The pop star headlined the Super Bowl LVII halftime show for the first time in 2023, during which she revealed she is pregnant with her second child.
Rihanna and rapper A$AP Rocky already have one son, born in May 2022.
She released her first new music in five years in 2022 for the movie Black Panther: Wakanda Forever. Her song “Lift Me Up” was nominated for an Oscar for Best Original Song.
13. Michael Lee-Chin ($1.4 billion each)
Michael Lee-Chin made a fortune investing in financial companies like National Commercial Bank Jamaica and AIC Limited.
The native of Jamaica acquired AIC in 1987, when it had less than $1 million in assets under management.
Under Lee-Chin, the Canada-based wealth management and mutual fund business managed more than $10 billion in assets by 2002.
But the firm was hit hard by the 2008 recession, and Lee-Chin sold AIC to Canadian financial services group Manulife in 2009 for an undisclosed price.
He managed to hold onto a valuable 60% stake in National Commercial Bank Jamaica, which now makes up much of his wealth.
14. MOHAMMED IBRAHIM ($1.2 billion)
Mohammed “Mo” Ibrahim founded Celtel International in 1998, one of the first mobile phone companies serving Africa and the Middle East.
He sold Celtel to Kuwait’s Mobile Telecommunications Company for $3.4 billion in 2005 and pocketed $1.4 billion.
Since then, he’s focused on fighting corrupt leadership in Africa through the Mo Ibrahim Foundation, directed by his daughter, Hadeel.
Ibrahim also chairs the board of Satya Capital, a private equity fund that invests in African businesses, education and healthcare.
15. Tiger Woods ($1.1 billion)
Woods has earned roughly $1.8 billion during his pro golf career, including a PGA Tour-record $121 million in prize money. In 2022, Forbes certified him as a billionaire, making him only the second active athlete ever with that distinction, after LeBron James.
Woods reached that rarified air despite reportedly turning down a “mind-blowingly enormous” offer from the upstart LIV Golf tour, a deal that LIV CEO Greg Norman told the Washington Post would have been in the “high nine digits.”
Woods has parlayed his golfing paychecks into investments that include two homes on Jupiter Island, a golf-course design business and high-end mini-golf chain Popstroke.
Woods and fellow golf star Rory McIlroy announced in 2022 that they had founded TMRW Sports, a tech-focused venture with plans to launch a new golf league called TGL.
The superstar is also a partner with Justin Timberlake and British billionaire Joe Lewis in Nexxus, a luxury real-estate venture.
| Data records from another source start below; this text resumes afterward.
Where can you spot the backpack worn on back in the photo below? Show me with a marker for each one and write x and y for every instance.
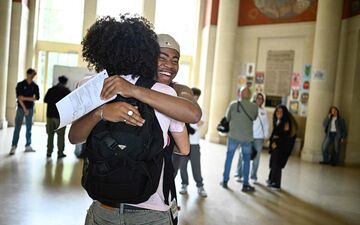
(124, 162)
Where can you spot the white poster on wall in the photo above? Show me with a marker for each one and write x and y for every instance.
(278, 72)
(74, 74)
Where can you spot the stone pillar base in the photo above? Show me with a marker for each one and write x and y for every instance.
(214, 137)
(311, 156)
(3, 124)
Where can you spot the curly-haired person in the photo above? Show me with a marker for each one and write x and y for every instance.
(129, 46)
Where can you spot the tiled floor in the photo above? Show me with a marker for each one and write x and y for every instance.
(39, 191)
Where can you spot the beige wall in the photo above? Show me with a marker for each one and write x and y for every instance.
(17, 55)
(349, 103)
(253, 42)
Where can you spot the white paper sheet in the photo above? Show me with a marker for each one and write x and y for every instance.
(82, 100)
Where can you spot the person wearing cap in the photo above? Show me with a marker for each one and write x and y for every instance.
(52, 96)
(123, 45)
(168, 67)
(27, 92)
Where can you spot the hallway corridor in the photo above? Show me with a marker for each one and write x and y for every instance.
(35, 190)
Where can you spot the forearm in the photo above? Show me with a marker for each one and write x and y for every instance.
(29, 99)
(177, 108)
(81, 128)
(22, 104)
(182, 141)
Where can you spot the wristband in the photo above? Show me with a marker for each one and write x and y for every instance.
(101, 113)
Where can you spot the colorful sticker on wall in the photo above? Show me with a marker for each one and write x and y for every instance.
(241, 81)
(295, 81)
(249, 82)
(319, 75)
(294, 107)
(250, 69)
(259, 88)
(306, 85)
(295, 93)
(307, 71)
(304, 98)
(259, 77)
(303, 110)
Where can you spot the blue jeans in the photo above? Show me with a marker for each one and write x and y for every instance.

16. LeBron James ($1 billion)
James is the first active NBA player to become a billionaire, with Forbes estimating his net worth at $1 billion in June 2022.
Born to a 16-year-old single mother, he lived with an assortment of family members, friends and neighbors, plus his youth football coach, before being drafted by the Cleveland Cavaliers in 2003.
James has reportedly earned more than $430 million in pretax salary from stints with the Cavaliers, the Miami Heat and his current team, the Los Angeles Lakers.
He has raked in upwards of $900 million (pretax) off the court, according to Forbes estimates from business ventures and endorsement deals with the likes of PepsiCo, Walmart and Nike.
Key to his billionaire status: James has been more than a pitchman, taking equity in brands he works with, including Beats by Dre and the fast-growing Blaze Pizza chain.
His LeBron James Family Foundation opened its first elementary school in 2018 and has pledged to spend more than $40 million to send kids to college.
17. Tyler Perry ($1 billion)
A director, actor, producer and writer, Tyler Perry is best known for his “Madea” franchise, which has grossed more than $660 million.
Perry started out in live theater in the 1990s and became extremely popular before transitioning to film and television in the 2000s.
Perry’s wealth comes both from his cut as a producer and from a library dating back to the early 1990s: he owns 100% of the content he’s created.
In 2019, he opened Tyler Perry Studios, a 330-acre property in Atlanta with 12 sound stages and custom sets that include a to-scale White House.
After seven years creating content for Oprah Winfrey’s OWN, Perry struck a similar deal with Viacom in 2019, getting 25% of streaming service BET+.